The bursa of Fabricius is an important immune organ of broilers and the main place for the development and differentiation of poultry B cells, which plays a crucial role in the central and peripheral immune systems (Kogut et al., 2020). It has been suggested that the nutritional manipulation of broilers can promote the growth and development of the bursa of Fabricius, thereby improving immune performance (Liu et al., 2021). With the development of omics, various molecular sequencing technologies have been derived. As a high‐throughput molecular sequencing technology, RNA‐seq could comprehensively analyze the structure, type, and expression level of transcription products of tissues or cells under different conditions, reveal the molecular mechanism of tissue and organ development by nutritional manipulation (Bai et al., 2017). RNA‐seq is also used in medicine to detect gene expression changes in some immune diseases (Sehoon et al., 2020).

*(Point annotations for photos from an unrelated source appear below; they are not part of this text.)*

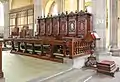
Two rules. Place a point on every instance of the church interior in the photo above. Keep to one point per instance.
(59, 40)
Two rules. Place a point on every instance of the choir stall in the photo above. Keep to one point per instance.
(58, 37)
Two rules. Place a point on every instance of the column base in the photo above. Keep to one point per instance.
(1, 74)
(115, 52)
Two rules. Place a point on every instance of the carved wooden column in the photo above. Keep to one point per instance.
(60, 6)
(113, 26)
(80, 5)
(99, 22)
(1, 73)
(6, 18)
(38, 10)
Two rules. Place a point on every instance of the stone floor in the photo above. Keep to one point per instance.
(19, 68)
(86, 75)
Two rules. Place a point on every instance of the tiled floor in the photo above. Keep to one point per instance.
(19, 68)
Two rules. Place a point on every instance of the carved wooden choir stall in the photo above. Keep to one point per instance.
(58, 37)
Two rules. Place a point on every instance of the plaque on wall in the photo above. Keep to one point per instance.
(56, 26)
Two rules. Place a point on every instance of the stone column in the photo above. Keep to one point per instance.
(38, 10)
(112, 22)
(113, 26)
(99, 22)
(80, 5)
(6, 19)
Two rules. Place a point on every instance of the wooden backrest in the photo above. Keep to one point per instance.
(56, 25)
(48, 26)
(81, 25)
(42, 26)
(63, 25)
(72, 20)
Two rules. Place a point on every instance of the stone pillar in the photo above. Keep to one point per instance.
(112, 22)
(113, 26)
(1, 73)
(99, 22)
(38, 10)
(6, 19)
(80, 5)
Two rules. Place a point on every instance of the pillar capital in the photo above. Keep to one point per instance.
(4, 1)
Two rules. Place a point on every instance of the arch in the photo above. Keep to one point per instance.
(48, 6)
(19, 3)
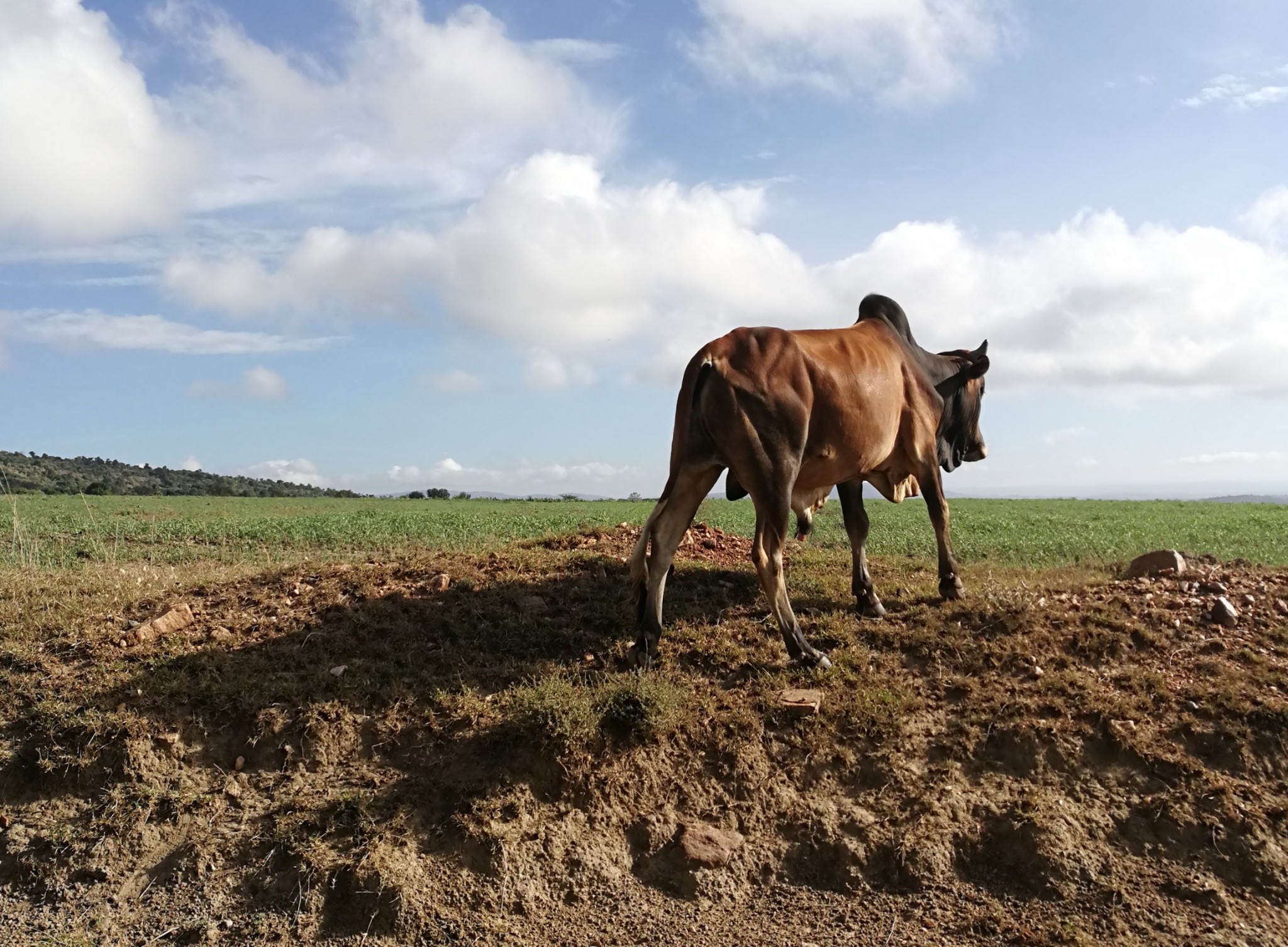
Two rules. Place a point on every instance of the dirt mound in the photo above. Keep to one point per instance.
(701, 543)
(348, 753)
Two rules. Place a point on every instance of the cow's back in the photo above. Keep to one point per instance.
(848, 400)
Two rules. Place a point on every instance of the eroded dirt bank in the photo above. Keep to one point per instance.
(347, 753)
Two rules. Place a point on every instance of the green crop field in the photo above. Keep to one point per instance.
(62, 531)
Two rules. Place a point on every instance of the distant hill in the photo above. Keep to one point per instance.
(29, 473)
(1247, 498)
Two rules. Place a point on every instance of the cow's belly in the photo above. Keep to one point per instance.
(887, 468)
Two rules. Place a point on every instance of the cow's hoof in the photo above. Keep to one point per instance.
(817, 660)
(871, 610)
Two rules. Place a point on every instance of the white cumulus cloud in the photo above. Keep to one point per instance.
(548, 371)
(1236, 457)
(1092, 303)
(1054, 437)
(405, 474)
(258, 384)
(585, 263)
(84, 152)
(903, 52)
(455, 382)
(93, 329)
(1238, 92)
(1268, 217)
(645, 275)
(409, 102)
(521, 478)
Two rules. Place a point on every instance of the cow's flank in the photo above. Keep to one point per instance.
(794, 414)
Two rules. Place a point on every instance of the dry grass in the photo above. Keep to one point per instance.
(1050, 761)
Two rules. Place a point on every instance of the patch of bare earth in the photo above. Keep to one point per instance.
(358, 754)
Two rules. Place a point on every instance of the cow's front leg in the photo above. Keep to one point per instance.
(767, 553)
(950, 584)
(857, 527)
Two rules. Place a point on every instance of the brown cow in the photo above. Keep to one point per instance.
(791, 414)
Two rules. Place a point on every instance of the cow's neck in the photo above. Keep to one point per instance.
(938, 367)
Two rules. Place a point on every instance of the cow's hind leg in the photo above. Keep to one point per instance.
(688, 489)
(950, 584)
(767, 553)
(857, 527)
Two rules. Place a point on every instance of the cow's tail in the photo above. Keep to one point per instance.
(693, 374)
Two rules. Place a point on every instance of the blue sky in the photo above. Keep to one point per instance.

Although there are scant studies reported the positive effects of EP in broilers, reports about the effects of dietary EP on relative organ weight (especially the bursa of Fabricius) in broilers are still limited. A related study found that dietary EP affect the relative organ weight of the bursa of Fabricius, but the study did not explain its molecular mechanism (Li et al., 2017). Based on the biological activity of EP, we hypothesized that dietary EP may possess positive impacts on the development of organs, including the bursa of Fabricius, thereby affecting the immune function of broilers. Therefore, to better understand the effect of EP on organs development and the molecular mechanism in broilers, this study was conducted to evaluate the influence of dietary EP on relative organ weight of broilers, and the RNA‐seq was used to reveal the underlying molecular mechanism behind this effect, with the expectation to lay a theoretical foundation for the application of EP as functional feed additives in broilers.

MATERIALS AND METHODS

Source of EP

The EP were extracted from the Enteromorpha by Qingdao Haida Biotechnology Co., Ltd. (Qingdao, China), with ≥48% purity with the molecular weight of 4929 Da. The EP are water‐soluble sulfated polysaccharides obtained from the natural green alga Enteromorpha by enzymatic extraction, purification, concentration, and spray drying. Briefly, after crushing the algae, the algal powders are soaked in water. Then the water extracts of the algae are subjected to stepwise enzymatic treatment with pectinase, cellulase, and papain. Then, the enzymes are inactivated, centrifugal concentrated, precipitated with ethanol, and finally spray dried to obtain the EP used in this study. Based on the analysis by high performance liquid chromatography (HPLC), the polysaccharides were mainly consisting of rhamnose (Rha), glucuronic acid (GlcA), glucose (Glc), galactose (Gal), and xylose (Xyl) monosaccharides. The molar percentage of monosaccharides in the EP are as follows Rha 40.6%, GlcA 9.3%, Glc 38.2%, Gal 5.6%, and Xyl 6.3%.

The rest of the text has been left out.